Die Energieagentur war 2009 von Stadt und Kreis Göttingen gemeinsam mit Sparkassen, Energieversorgern und Umweltinitiativen gegründet worden, um den Klimaschutz mit handfesten Projekten voranzubringen: wie Energiesparen für einkommensschwache Haushalte in Zusammenarbeit mit Sozialverbänden, unabhängige Beratung für Menschen, die Häuser bauen oder sanieren, Förderung von alternativen Energien, Forschungsprojekte gemeinsam mit Uni Göttingen, HAWK, Forschungsinstituten, Wirtschaft und Landwirtschaft und auch Quartierskonzepte. Klimaschutz zum Anfassen und Mitmachen sind die Ziele.

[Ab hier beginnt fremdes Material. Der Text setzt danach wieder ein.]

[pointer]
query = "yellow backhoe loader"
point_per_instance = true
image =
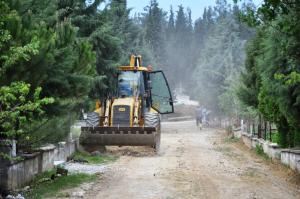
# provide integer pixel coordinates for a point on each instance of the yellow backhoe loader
(132, 116)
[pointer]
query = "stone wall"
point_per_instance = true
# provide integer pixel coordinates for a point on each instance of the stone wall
(287, 157)
(14, 175)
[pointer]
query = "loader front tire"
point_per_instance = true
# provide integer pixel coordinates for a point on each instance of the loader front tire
(153, 120)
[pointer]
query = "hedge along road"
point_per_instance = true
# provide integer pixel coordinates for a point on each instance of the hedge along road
(193, 164)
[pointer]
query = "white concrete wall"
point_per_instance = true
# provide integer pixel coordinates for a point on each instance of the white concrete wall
(21, 173)
(287, 157)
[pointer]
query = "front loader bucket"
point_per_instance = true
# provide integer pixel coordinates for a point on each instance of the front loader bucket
(119, 136)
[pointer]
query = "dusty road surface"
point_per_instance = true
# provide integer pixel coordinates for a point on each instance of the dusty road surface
(192, 164)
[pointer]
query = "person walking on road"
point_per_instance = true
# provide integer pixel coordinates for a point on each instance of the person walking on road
(199, 117)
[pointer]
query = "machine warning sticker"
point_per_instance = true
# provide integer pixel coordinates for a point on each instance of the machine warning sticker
(122, 109)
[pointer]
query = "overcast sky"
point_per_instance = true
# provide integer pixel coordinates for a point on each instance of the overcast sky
(197, 6)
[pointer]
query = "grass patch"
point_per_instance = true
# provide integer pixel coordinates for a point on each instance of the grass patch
(86, 157)
(43, 186)
(260, 151)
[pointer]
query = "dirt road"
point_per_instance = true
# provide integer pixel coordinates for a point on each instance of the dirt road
(192, 164)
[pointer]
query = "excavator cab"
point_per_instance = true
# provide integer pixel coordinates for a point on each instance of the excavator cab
(132, 117)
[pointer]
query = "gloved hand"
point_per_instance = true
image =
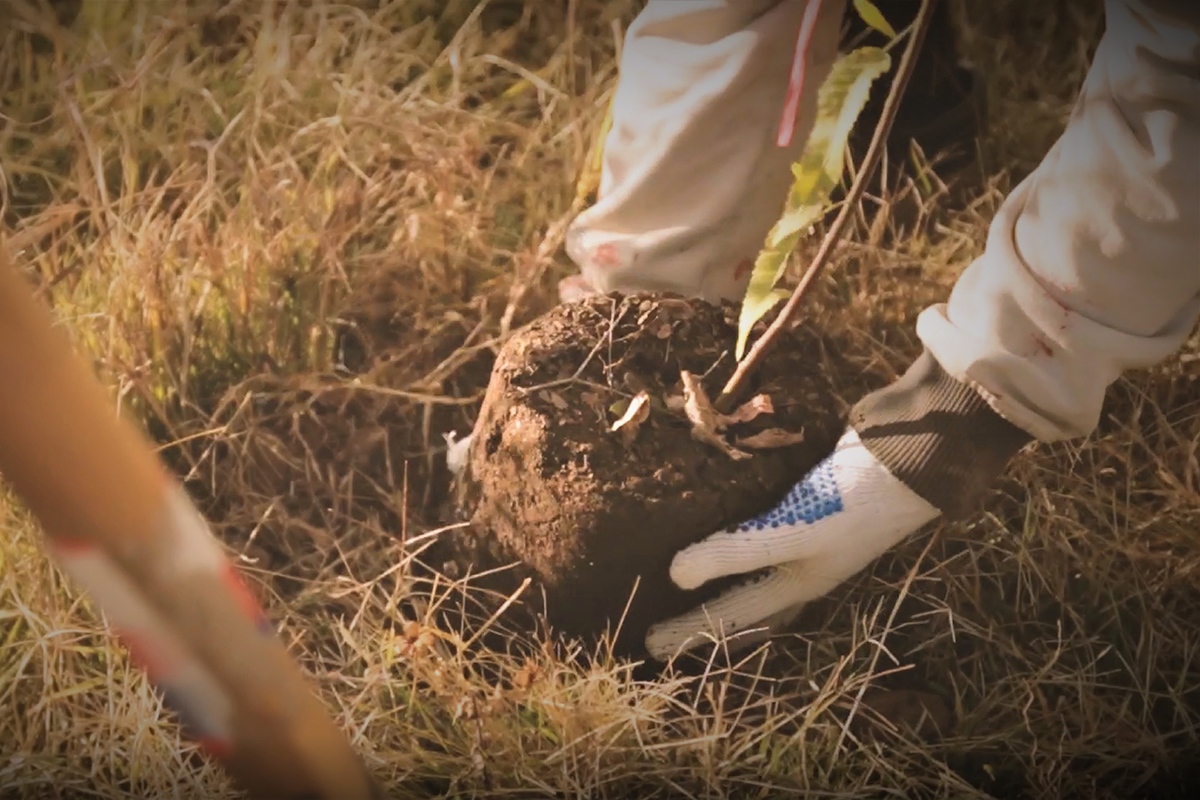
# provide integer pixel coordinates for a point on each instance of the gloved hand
(924, 446)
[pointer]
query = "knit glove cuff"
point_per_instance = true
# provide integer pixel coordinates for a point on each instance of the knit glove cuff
(937, 435)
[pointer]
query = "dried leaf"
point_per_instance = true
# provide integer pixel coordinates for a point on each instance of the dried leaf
(771, 438)
(631, 420)
(748, 410)
(703, 416)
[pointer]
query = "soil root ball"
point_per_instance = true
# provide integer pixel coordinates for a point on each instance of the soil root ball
(593, 512)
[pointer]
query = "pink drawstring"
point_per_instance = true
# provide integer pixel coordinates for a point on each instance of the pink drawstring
(796, 83)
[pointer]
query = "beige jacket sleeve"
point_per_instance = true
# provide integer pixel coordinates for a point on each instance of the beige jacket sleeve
(691, 179)
(1092, 264)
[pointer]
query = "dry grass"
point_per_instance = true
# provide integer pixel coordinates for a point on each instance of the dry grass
(291, 238)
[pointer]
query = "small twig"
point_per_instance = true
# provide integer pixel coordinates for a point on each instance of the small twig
(760, 349)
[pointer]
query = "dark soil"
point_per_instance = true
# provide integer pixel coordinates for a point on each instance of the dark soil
(591, 516)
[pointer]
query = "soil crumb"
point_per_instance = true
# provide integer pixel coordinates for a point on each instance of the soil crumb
(591, 512)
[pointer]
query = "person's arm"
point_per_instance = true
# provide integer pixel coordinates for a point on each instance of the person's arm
(1092, 266)
(691, 178)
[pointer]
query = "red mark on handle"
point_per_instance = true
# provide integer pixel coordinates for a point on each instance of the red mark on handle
(796, 82)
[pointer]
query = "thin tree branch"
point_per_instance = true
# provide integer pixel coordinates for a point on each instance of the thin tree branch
(870, 161)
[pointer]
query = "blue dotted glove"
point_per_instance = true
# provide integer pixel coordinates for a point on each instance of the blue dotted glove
(843, 516)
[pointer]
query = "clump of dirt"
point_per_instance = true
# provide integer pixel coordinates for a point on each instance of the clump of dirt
(591, 512)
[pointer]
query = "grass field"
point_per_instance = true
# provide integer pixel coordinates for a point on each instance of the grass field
(292, 235)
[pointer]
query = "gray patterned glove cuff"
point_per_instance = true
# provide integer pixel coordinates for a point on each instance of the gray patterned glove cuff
(937, 435)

Und immer ging es mir darum, nicht vorzuschreiben, sondern zu begeistern, damit möglichst viele Menschen hinter den Zielen wie Klimaschutz und Nachhaltigkeit stehen und selber aktiv werden. Diese Erfahrungen werden mich auch als Oberbürgermeisterin lenken und leiten. Sie haben mir gezeigt, wie wichtig es ist, auf alle Teile einer vielfältigen Gesellschaft zu hören und auf sie einzugehen, statt eine Klientelpolitik zu machen.

In Sachen Klimaschutz habe ich die Interessen von Göttingen auch in bundesweiten Verbänden oder in Ministerien in Hannover und Berlin vertreten. Wenn wir Göttingen voranbringen wollen, brauchen unsere guten Ideen starke Partner in Brüssel, Berlin und Hannover. Dazu bin ich bereit. 

Engagement

Gemeinsam mit meiner Familie unterstütze ich soziales und gesellschaftliches Engagement. 

Während des Studiums habe ich mich für den europäischen Gedanken stark gemacht. Ich war Vorstand bei der „European Law Students Association – ELSA“ zunächst im örtlichen Verein in Göttingen und dann für ein Jahr in Heidelberg im Bundesvorstand.

Als Vorsitzende des Fördervereins Waldorf Pädagogik in Bovenden und als Elternvertreterin in den Schulen unserer Kinder habe ich tiefere Einblicke in das Bildungssystem bekommen.

Ich unterstütze die Aktionen der Evangelischen Kirchengemeinde Bovenden, die Jugendpartnerschaft der Evangelischen Kirche Bovenden zur Lutherischen Kirche Nicaraguas. 

Bei Dorffesten stehe ich gerne hinter der Theke und zapfe Bier und Glühwein.

Authentisches

Mit meiner Familie sind wir Gründungsmitglieder der „Solidarischen Landwirtschaft in Landolfshausen“, versorgen uns zwischen 60 und 70 Prozent mit eigenem Sonnenstrom vom Dach, fahren ein kleines Elektroauto als „Familienkutsche“; wenn wir auf Reisen gehen, nehmen wir meist den Zug oder nutzen ein Göttinger Car-Sharing-Angebot. Mit Freunden haben wir eine Streuobstwiese, auf der wir köstlichen Apfel-Birnen-Saft ernten. In unserem Garten bauen wir nicht nur Gemüse an, dort haben wir auch mit nachhaltigen Baustoffen experimentiert: wir haben ein kleines Haus aus Strohballen gebaut und mit Lehm verputzt.